In a major development aimed at financial stability and strengthening the naira, the Central Bank of Nigeria (CBN) plans to resume its weekly intervention in the country’s foreign exchange (FX) market through the Bureau de Change (BDC) operators.

In 2021, the central bank, in a bid to achieve its mandate of safeguarding the value of the local currency, ensuring financial system stability, and shoring up external reserves, announced the immediate discontinuance of foreign currency sales to Bureau de Change (BDC) operators in the country.

However, the resumed intervention, which would reportedly commence today for funding as well as Tuesday for collection, will see the apex bank inject FX into the subsector in a bid to rescue the naira from further depreciation against major currencies, particularly the US Dollar.
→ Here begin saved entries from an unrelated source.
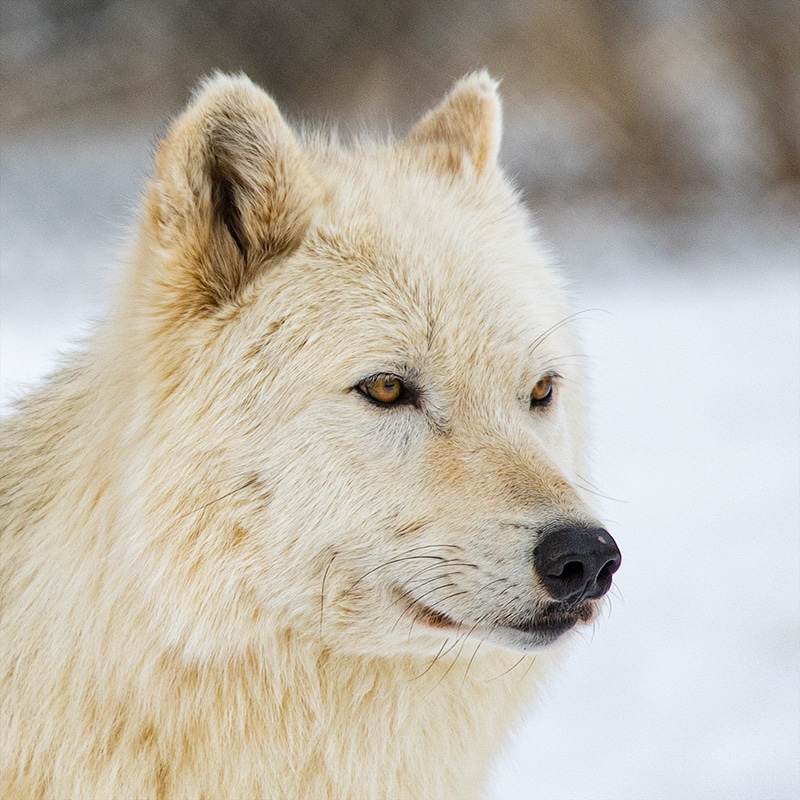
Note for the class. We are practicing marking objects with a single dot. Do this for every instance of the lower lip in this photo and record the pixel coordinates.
(540, 631)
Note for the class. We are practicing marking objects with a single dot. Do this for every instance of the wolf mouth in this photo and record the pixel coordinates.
(541, 628)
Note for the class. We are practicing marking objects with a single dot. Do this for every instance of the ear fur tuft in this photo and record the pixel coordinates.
(466, 125)
(232, 189)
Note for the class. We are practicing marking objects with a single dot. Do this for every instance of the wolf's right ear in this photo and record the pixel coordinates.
(464, 129)
(232, 189)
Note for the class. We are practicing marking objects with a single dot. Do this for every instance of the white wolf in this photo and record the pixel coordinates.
(301, 520)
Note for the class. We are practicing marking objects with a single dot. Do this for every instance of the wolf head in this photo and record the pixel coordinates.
(356, 387)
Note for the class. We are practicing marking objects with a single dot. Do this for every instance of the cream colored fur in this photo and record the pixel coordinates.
(213, 545)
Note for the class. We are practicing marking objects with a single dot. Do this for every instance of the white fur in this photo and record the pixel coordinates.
(211, 541)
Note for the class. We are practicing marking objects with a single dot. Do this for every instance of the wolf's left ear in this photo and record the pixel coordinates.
(232, 190)
(464, 128)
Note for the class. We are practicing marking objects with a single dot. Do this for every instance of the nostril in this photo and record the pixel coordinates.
(571, 572)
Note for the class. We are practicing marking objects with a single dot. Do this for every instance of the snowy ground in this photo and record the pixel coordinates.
(690, 686)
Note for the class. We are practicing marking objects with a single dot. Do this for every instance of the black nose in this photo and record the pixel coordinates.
(576, 563)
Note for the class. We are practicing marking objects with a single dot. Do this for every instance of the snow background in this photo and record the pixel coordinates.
(690, 686)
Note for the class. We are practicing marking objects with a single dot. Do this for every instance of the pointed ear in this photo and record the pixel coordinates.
(232, 189)
(464, 127)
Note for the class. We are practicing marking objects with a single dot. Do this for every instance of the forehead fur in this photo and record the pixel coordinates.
(422, 249)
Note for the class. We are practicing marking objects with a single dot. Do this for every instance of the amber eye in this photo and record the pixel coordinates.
(383, 389)
(542, 392)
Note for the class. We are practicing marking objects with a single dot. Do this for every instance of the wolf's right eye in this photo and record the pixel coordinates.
(384, 389)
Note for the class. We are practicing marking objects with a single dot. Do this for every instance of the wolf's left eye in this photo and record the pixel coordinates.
(384, 389)
(542, 392)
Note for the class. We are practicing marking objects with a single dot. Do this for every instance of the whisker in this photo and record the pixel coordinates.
(530, 667)
(322, 593)
(469, 664)
(389, 563)
(553, 328)
(514, 666)
(435, 659)
(588, 486)
(203, 507)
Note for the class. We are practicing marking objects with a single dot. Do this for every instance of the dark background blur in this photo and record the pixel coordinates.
(648, 98)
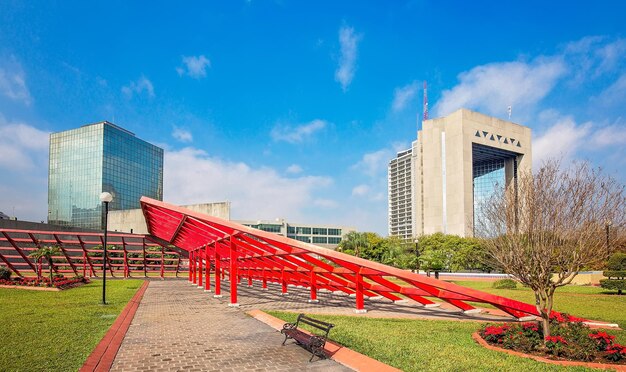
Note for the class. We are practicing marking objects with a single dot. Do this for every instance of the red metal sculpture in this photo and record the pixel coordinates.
(240, 251)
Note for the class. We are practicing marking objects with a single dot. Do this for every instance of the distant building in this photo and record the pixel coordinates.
(455, 164)
(400, 186)
(94, 158)
(327, 236)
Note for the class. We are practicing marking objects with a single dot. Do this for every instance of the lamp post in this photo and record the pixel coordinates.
(105, 198)
(608, 246)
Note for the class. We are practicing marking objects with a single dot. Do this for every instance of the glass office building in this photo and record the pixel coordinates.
(94, 158)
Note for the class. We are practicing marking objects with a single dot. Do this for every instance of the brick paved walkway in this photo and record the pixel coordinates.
(341, 304)
(180, 327)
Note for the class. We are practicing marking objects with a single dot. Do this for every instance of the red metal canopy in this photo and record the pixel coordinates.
(226, 247)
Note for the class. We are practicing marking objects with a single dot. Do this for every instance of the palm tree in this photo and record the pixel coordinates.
(47, 253)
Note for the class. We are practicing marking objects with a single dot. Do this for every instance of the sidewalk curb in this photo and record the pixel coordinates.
(102, 357)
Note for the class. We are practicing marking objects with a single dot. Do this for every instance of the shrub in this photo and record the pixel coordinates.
(505, 284)
(570, 339)
(603, 340)
(616, 268)
(616, 352)
(556, 345)
(5, 273)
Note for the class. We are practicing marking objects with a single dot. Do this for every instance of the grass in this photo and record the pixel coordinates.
(413, 345)
(56, 331)
(582, 301)
(420, 345)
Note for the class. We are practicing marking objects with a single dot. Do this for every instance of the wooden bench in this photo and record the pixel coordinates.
(312, 342)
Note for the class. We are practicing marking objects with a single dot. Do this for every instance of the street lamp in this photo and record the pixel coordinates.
(608, 246)
(106, 198)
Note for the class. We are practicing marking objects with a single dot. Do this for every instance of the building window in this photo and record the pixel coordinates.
(320, 239)
(303, 230)
(320, 231)
(336, 232)
(334, 240)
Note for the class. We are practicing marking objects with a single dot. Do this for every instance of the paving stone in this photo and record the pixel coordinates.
(180, 327)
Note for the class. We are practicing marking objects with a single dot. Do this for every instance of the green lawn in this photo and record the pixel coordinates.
(415, 345)
(582, 301)
(56, 331)
(420, 345)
The collection will be at designated CBN branches in Lagos, Abuja, Kano, and Awka, while details of the naira accounts to be credited for funding bidding will also be made available today.

CBN is also expected to publish the list of eligible BDCs to benefit from its funding using certain compliance criteria.National Executive Council of Association of Bureau De Change Operators of Nigeria (ABCON) hinted on the latest developments through a memo to its members over the weekend.
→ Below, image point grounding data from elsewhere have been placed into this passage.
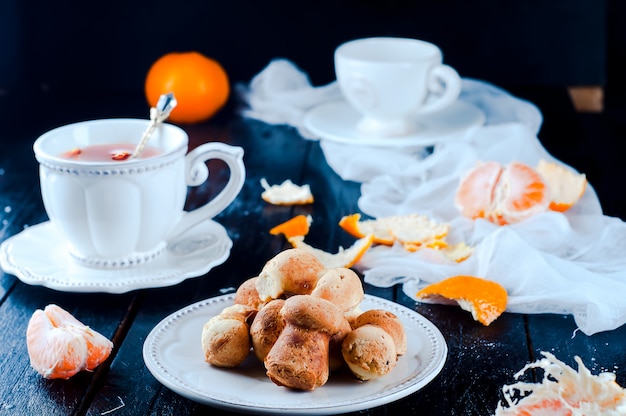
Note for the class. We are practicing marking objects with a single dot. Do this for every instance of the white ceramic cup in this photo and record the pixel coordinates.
(118, 214)
(391, 80)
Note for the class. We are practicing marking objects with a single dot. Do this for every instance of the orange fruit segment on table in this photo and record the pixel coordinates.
(343, 258)
(502, 194)
(485, 299)
(199, 83)
(59, 345)
(286, 193)
(475, 194)
(566, 186)
(298, 225)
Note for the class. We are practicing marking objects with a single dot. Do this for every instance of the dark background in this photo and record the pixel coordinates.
(64, 54)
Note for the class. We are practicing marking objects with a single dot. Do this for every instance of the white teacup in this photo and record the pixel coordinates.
(123, 213)
(392, 80)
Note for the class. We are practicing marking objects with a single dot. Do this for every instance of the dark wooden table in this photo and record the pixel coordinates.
(480, 360)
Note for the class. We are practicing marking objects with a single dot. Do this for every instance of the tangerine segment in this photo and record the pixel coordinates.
(59, 345)
(411, 230)
(520, 194)
(298, 225)
(566, 186)
(287, 193)
(199, 83)
(485, 299)
(343, 258)
(359, 229)
(475, 194)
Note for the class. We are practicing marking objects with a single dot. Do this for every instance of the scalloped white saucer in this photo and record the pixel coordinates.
(173, 354)
(337, 121)
(37, 256)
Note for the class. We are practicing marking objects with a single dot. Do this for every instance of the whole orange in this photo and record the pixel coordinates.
(199, 83)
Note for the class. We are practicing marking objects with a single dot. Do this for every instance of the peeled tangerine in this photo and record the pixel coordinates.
(60, 346)
(485, 299)
(296, 228)
(412, 231)
(287, 193)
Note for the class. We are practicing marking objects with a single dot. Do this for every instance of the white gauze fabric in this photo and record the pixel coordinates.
(566, 263)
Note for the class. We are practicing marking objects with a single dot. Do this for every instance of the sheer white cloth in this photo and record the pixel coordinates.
(570, 263)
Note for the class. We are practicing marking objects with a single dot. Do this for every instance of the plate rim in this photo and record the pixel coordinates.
(26, 275)
(439, 352)
(410, 140)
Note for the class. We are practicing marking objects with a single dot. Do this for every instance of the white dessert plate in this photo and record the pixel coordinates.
(337, 121)
(173, 354)
(37, 256)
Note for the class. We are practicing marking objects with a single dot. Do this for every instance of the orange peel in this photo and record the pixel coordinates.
(411, 230)
(296, 226)
(286, 193)
(566, 186)
(485, 299)
(347, 257)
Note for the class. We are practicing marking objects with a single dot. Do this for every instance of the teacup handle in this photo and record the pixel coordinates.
(197, 172)
(446, 75)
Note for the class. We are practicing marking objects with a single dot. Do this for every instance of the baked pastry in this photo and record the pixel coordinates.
(342, 287)
(371, 350)
(226, 337)
(299, 358)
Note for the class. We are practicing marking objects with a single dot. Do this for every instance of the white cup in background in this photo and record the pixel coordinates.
(391, 81)
(116, 214)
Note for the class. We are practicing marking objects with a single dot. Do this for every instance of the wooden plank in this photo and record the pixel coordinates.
(558, 335)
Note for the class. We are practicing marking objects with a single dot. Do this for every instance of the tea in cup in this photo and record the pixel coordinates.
(391, 81)
(116, 211)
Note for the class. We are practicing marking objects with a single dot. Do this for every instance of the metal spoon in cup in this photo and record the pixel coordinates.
(158, 114)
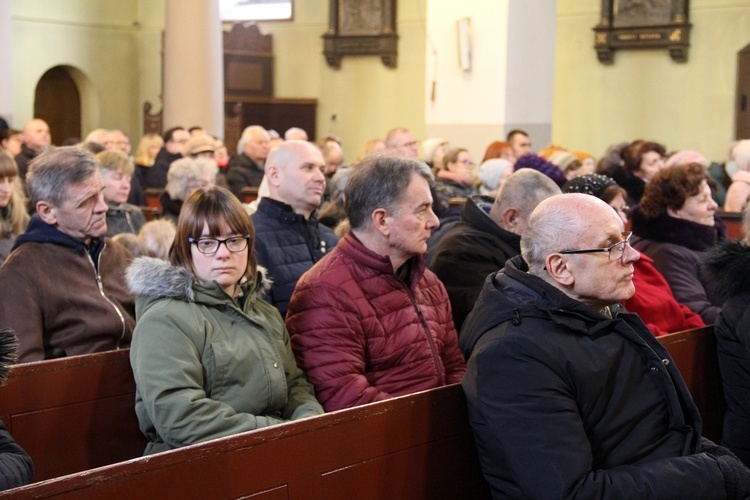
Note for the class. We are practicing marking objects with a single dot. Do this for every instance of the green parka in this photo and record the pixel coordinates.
(207, 366)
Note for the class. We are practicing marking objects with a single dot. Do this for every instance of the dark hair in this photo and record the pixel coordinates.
(380, 182)
(633, 153)
(169, 134)
(496, 149)
(213, 208)
(670, 187)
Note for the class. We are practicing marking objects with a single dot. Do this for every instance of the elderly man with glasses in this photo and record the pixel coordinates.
(568, 395)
The association also warned members that it will no longer be business as usual under the new supervisory regime of the central bank, as any infringement or infraction would result in outright revocation of license and prosecution.
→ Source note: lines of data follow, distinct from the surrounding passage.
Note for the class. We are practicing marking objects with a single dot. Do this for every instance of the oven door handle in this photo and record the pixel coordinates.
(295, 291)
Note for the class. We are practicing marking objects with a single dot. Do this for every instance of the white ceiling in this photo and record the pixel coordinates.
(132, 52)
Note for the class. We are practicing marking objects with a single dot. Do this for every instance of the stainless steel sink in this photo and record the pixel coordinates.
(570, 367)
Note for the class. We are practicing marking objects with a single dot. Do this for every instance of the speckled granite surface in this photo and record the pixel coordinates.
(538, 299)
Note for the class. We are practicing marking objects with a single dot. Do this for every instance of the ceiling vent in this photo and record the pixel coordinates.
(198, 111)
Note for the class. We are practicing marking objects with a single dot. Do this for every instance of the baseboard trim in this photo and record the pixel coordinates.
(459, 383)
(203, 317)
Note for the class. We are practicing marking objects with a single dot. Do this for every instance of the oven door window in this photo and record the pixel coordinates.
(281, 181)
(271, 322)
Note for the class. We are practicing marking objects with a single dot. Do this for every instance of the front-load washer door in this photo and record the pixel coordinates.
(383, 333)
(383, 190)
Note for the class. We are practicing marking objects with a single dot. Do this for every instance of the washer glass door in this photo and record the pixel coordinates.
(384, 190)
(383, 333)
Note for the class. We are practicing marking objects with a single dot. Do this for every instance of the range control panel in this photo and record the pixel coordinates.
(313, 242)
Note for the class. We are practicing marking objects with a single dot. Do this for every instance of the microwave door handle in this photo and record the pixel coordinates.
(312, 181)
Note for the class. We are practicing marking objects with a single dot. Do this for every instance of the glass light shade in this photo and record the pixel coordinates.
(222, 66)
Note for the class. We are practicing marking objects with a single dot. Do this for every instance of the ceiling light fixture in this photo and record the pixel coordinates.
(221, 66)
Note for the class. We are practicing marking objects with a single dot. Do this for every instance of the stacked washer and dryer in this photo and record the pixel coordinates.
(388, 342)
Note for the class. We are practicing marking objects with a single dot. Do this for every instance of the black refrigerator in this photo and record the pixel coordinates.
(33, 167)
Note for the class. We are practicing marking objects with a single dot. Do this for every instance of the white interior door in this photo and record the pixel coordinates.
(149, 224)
ABCON said through the association’s various engagements with the central bank, in conjunction with ABCON’s strategic partners, CBN had agreed to its request, under the bank’s supervision, to inject liquidity into the market through a weekly intervention beginning today.

CBN assured ABCON that the new circular on the Revised Regulatory and Supervisory Guidelines to BDCs, which was introduced over the weekend, was only a draft exposure that required the association’s inputs before the release of the final guidelines by the apex bank.

To that effect, the letters of the guidelines were not cast in stone, the association’s leadership told its members, who had been worried over the sweeping reforms in the document, which, among other things, prescribed N2 billion and N500 million minimum capital for national and state BDCs, respectively.